Pesquisa da Universidade de Delaware monitora temperatura e salinidade do oceano em tempo real

Fonte: Redação (Boca do Rio Magazine) | Foto: Andrea Leontiou/Divulgação via REUTERS

Famosos na cultura pop como símbolos de perigo nas praias durante o verão, os tubarões estão assumindo um papel completamente diferente no campo científico. Pesquisadores da Universidade de Delaware, nos Estados Unidos, estão utilizando os animais como observadores móveis de dados oceanográficos em tempo real. A iniciativa busca transformar a coleta de informações no mar para alimentar modelos atmosféricos, climáticos e oceanográficos, auxiliando na previsão exata da força de furacões antes que eles avancem sobre a costa.

Para realizar o monitoramento, os cientistas equipam os tubarões com pequenas etiquetas eletrônicas de alta precisão. À medida que nadam e mergulham, esses dispositivos medem a condutividade elétrica da água — parâmetro diretamente relacionado à salinidade —, além da temperatura e da profundidade. Essa abordagem inovadora permite mapear o comportamento do oceano em áreas onde boias tradicionais ou instrumentos flutuantes nem sempre conseguem alcançar com eficiência.

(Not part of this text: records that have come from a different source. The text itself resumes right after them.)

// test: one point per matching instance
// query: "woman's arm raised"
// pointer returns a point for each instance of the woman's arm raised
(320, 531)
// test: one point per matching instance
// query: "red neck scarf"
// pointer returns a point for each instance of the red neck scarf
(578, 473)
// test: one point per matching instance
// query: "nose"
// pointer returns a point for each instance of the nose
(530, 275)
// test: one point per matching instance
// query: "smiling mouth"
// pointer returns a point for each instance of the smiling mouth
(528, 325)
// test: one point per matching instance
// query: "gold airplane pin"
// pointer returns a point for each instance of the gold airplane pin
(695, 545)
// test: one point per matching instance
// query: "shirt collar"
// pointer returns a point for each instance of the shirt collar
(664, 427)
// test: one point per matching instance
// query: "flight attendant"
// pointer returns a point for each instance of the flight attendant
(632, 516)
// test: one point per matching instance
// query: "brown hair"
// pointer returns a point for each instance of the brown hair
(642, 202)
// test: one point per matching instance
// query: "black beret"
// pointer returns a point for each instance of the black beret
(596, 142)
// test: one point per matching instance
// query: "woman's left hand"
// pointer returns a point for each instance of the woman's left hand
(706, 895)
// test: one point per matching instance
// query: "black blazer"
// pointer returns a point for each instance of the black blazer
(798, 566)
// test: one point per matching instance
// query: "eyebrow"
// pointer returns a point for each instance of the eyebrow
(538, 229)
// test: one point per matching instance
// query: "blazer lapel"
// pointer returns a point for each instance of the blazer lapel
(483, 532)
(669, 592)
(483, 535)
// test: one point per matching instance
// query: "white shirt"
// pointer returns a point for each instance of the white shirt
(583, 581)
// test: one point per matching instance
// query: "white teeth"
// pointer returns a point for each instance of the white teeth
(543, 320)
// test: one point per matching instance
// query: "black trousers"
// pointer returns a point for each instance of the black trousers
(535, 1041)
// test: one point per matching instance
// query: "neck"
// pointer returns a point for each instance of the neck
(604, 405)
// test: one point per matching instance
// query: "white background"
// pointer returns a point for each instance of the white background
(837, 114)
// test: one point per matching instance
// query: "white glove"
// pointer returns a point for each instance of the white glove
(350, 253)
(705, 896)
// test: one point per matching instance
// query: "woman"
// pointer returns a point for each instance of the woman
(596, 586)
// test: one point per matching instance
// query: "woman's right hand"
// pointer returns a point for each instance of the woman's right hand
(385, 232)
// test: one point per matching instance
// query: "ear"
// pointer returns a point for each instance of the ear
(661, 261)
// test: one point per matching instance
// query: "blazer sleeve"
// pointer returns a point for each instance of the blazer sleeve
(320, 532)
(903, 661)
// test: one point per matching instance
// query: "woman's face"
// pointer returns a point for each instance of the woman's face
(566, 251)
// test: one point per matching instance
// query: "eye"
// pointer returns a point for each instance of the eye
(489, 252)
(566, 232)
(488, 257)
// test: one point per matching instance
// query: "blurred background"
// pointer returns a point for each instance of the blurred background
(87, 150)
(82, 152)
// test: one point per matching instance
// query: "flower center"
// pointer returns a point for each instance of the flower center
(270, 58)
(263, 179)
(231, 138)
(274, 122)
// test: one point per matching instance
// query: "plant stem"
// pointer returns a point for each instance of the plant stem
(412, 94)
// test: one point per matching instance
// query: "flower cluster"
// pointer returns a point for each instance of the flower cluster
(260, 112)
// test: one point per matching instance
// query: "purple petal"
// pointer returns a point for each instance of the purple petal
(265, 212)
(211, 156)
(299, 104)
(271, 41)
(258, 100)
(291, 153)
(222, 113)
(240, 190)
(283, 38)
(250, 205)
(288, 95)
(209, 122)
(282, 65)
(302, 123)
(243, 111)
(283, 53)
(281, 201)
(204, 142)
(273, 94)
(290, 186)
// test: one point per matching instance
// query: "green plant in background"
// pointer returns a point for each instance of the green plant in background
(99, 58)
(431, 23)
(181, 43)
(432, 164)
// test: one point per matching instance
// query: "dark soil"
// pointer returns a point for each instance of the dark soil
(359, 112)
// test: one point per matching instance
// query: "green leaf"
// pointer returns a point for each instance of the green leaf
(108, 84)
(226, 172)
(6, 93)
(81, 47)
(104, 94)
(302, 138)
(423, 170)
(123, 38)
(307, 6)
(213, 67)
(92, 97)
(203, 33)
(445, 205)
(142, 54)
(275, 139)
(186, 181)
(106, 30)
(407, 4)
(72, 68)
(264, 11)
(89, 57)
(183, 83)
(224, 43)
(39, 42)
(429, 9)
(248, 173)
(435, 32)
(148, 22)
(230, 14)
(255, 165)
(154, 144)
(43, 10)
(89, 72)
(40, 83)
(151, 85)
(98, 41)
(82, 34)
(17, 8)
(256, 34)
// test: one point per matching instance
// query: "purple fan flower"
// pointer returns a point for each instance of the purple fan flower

Vantagens dos tubarões frente a outras espécies protegidas

O uso de sensores presos à fauna marinha não é uma novidade absoluta na oceanografia, já sendo empregado há anos em elefantes-marinhos nas regiões polares. Contudo, a escolha pelos tubarões na costa leste norte-americana traz vantagens operacionais estratégicas. Segundo o pesquisador principal do projeto, Aaron Carlisle, esses peixes são abundantes, possuem ampla distribuição geográfica e apresentam acesso bem mais simples para a equipe do que mamíferos marinhos que contam com proteções ambientais mais rígidas.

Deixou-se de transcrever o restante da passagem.